Go to Microsoft Entra → App registrations → Default app settings and disable the "Allow public client flows" option. Or, better yet, create a Conditional Access policy that blocks device code authentication for all users except a specific group that actually needs it (and monitor that group closely).

I did this for three clients last week. Not a single helpdesk ticket. Nobody noticed. That tells you how rarely this flow is actually used in practice.

Implement Conditional Access with strict location policies

If you can't disable device code flow entirely, at minimum require that device code authentication only works from named locations (your office networks, VPN ranges).
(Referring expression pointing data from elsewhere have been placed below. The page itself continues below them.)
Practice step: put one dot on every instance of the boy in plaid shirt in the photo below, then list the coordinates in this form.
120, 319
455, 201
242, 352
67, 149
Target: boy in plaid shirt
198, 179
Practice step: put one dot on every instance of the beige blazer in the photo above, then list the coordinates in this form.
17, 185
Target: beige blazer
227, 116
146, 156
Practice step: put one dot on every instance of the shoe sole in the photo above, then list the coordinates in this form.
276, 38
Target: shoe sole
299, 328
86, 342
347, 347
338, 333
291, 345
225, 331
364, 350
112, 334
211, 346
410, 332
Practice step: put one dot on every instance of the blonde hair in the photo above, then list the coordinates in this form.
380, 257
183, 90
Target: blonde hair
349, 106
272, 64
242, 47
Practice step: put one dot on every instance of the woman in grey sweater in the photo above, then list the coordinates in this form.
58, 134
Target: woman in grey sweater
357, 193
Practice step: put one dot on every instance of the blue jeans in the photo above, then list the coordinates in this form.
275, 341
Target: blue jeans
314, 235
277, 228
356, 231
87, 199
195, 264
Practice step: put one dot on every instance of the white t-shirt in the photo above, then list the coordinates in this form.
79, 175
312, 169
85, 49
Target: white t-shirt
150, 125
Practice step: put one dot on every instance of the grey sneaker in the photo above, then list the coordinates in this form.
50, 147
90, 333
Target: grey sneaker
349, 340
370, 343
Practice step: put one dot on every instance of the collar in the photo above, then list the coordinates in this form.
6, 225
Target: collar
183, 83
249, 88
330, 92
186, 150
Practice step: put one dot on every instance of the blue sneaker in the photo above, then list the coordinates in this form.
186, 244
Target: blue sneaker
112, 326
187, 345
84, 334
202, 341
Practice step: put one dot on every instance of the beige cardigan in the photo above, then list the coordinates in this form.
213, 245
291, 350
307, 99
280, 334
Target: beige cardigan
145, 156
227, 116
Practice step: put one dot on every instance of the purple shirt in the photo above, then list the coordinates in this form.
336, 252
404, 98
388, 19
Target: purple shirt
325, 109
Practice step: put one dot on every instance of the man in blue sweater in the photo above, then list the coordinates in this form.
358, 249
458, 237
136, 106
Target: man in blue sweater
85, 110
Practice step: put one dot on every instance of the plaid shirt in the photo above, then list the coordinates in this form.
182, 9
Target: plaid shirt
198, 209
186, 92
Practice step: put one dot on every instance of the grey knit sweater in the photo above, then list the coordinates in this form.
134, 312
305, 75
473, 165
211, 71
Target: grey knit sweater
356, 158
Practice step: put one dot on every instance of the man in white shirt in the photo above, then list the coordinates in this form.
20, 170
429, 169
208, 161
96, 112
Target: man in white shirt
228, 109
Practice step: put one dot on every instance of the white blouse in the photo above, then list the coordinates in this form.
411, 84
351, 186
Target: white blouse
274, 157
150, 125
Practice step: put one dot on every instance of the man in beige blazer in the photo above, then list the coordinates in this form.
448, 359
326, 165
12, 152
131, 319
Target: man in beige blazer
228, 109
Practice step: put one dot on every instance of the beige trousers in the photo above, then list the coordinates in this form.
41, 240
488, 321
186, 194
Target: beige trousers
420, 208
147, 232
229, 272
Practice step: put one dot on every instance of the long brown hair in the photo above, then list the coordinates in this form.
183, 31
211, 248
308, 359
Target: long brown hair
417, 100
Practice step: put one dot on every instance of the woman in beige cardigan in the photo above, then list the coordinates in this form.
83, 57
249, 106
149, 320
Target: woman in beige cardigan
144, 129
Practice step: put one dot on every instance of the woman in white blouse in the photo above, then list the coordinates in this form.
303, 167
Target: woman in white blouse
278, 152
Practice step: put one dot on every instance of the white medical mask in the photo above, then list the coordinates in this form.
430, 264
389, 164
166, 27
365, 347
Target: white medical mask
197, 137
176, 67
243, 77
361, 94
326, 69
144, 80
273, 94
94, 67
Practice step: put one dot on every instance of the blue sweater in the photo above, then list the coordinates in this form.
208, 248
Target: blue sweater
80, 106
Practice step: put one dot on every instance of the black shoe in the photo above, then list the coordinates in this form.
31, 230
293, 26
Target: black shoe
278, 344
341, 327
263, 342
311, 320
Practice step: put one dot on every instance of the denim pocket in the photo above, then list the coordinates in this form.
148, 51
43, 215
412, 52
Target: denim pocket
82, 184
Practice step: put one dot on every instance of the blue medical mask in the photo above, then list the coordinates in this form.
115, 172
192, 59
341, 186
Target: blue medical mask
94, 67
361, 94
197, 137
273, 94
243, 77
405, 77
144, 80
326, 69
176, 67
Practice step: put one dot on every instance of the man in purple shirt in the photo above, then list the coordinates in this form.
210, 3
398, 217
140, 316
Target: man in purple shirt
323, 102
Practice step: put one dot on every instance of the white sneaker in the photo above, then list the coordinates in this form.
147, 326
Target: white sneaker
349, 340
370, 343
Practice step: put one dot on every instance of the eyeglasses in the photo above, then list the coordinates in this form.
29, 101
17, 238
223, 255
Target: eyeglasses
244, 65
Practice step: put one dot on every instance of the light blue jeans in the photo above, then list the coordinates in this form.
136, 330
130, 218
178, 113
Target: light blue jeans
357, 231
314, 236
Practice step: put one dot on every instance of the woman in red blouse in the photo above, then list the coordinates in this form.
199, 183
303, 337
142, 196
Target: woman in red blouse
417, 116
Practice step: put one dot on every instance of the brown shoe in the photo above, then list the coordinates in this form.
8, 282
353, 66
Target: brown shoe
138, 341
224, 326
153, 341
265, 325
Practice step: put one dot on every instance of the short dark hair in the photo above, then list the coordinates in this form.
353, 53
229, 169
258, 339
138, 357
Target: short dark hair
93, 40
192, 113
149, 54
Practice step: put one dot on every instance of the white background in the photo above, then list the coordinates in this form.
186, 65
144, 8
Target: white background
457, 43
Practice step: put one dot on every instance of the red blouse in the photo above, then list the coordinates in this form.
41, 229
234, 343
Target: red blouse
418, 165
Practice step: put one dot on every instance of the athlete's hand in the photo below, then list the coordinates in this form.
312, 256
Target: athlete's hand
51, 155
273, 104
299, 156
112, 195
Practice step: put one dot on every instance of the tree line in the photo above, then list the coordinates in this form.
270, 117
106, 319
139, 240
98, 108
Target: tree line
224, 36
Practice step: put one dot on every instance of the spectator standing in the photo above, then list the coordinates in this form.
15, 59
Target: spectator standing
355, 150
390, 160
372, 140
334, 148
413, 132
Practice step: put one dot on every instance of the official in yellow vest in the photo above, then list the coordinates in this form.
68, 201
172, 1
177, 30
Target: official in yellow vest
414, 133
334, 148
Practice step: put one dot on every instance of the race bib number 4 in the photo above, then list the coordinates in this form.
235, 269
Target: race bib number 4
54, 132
An attacker initiating the flow from a Railway IP in Singapore won't be able to complete it if your policy requires a known location.

Enable continuous access evaluation

Continuous Access Evaluation (CAE) is Microsoft's answer to token theft. Instead of tokens being valid until they expire, CAE allows Azure AD to revoke tokens in near-real-time based on policy changes. Enable it. It won't prevent the initial compromise, but it dramatically reduces the window an attacker has to operate.

Deploy a phishing-resistant MFA method

FIDO2 security keys and Windows Hello for Business are phishing-resistant because they're bound to the device and domain. They won't help against device code phishing specifically (the user is authenticating on the real Microsoft site), but they reduce your overall phishing attack surface. Every eliminated attack vector matters.

Monitor for EvilTokens indicators

Huntress identified that the EvilTokens platform uses specific patterns: Cloudflare Workers redirects, Railway.com hosting, and particular URL structures. Work with your security team or SIEM provider to create detection rules for these patterns. Huntress published indicators of compromise (IOCs) in their blog — add them to your blocklists.

The Uncomfortable Truth About Cloud Security in 2026

I've been reviewing hosting and cloud infrastructure for years. And here's what this incident drives home: OAuth is simultaneously the most useful and most dangerous authentication framework in enterprise IT.

We built an entire ecosystem of interconnected cloud services on top of OAuth. Single sign-on, API integrations, third-party app connections — all OAuth. And every single one of those integration points is a potential attack surface. The device code flow wasn't designed to be exploited, but it was designed to be convenient, and convenience almost always trades off against security.

The attackers understand this better than most defenders do. EvilTokens launched with a polished dashboard and customer support. They're running a business. And they're targeting the authentication layer because that's where the keys to everything live.

Last Tuesday, around 2 AM, I got a Slack message from a client: "Did we get hit?" We hadn't. But the fact that a nonprofit with 30 employees was worried about a nation-state-level phishing technique tells you something about the state of cloud security. The attacks are getting more sophisticated. The tools are getting more accessible. And the line between "advanced persistent threat" and "script kiddie with a subscription" is blurring fast.

If your organization runs self-hosted infrastructure alongside M365, make sure your file transfer servers are patched too — CISA just added Wing FTP to its exploited list. And enterprises using AI workloads should review these AWS Bedrock attack vectors that exploit similar permission-based trust models.

Audit your tenants. Disable device code flow. Revoke tokens for anyone who looks suspicious. And do it today — because the campaign is still active, and 340 organizations is just the number we know about.